Tony Lux denounced what he calls Indiana's "open air market" in education, saying it has failed to reduce the number of students performing below grade level.
"Choice may not result in good choice, and charter schools are not guaranteed of success. They don't have special teachers others don't have or special strategies."
He spoke Friday before the 16th annual Black Caucus Legislative Symposium at Indiana University Northwest. State, county and municipal officials attended, as did John Zody, chairman of the Indiana Democratic Party.
Hammond Mayor Thomas McDermott Jr., county Democratic chairman, was among the welcoming speakers.
"There is a lot of backwards thinking in Indianapolis, and we have an ally downstate in you guys.
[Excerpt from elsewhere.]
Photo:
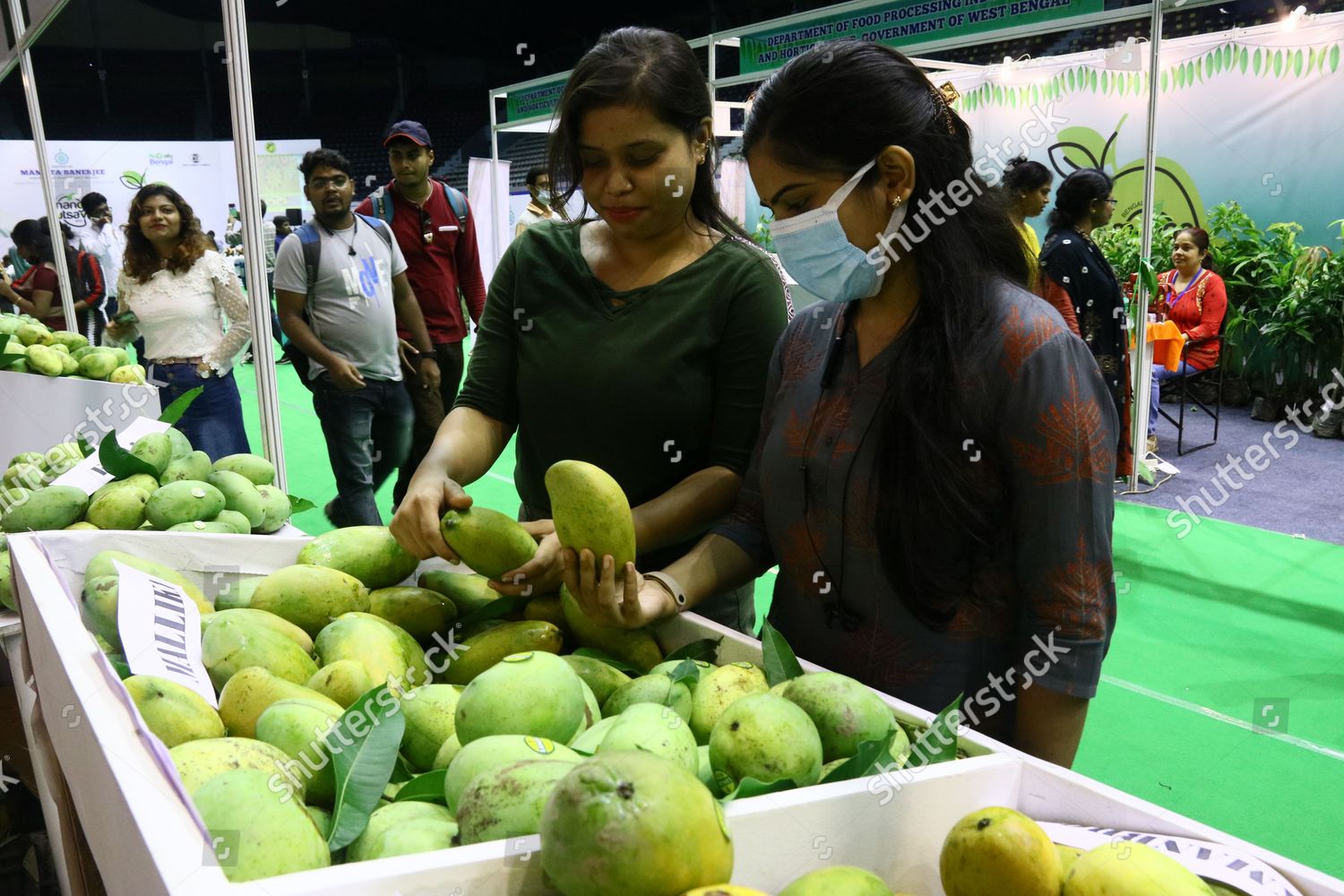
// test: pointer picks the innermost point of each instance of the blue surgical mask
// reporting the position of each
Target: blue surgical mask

Thank you for all your hard work standing up for our urban communities," he said.
Gary Mayor Karen Freeman-Wilson said she is hoping to develop a lab school in Gary with IUN.
Lux retired this summer as superintendent of Merrillville schools after 29 years in a school district that has one of the most diverse student bodies in the state and whose students — grades three through eight — posted the highest-passing percentage on the 2012 ISTEP+ testing in state history.
Lux said he isn't criticizing individual charter schools, but he does take issue with the state forgiving $91.2 million in loans to charter schools.
He also noted the recent scandal in which former Indiana Superintendent of Public Instruction Tony Bennett improved the overall grade of a charter school owned by a Republican Party donor.
He said the state should be spending public money establishing financial equity among schools and funding compulsory summer school for underachievers.
Lux said too many Hoosier policymakers put their faith in charter schools and watered down licensing standards for educators to help staff such schools.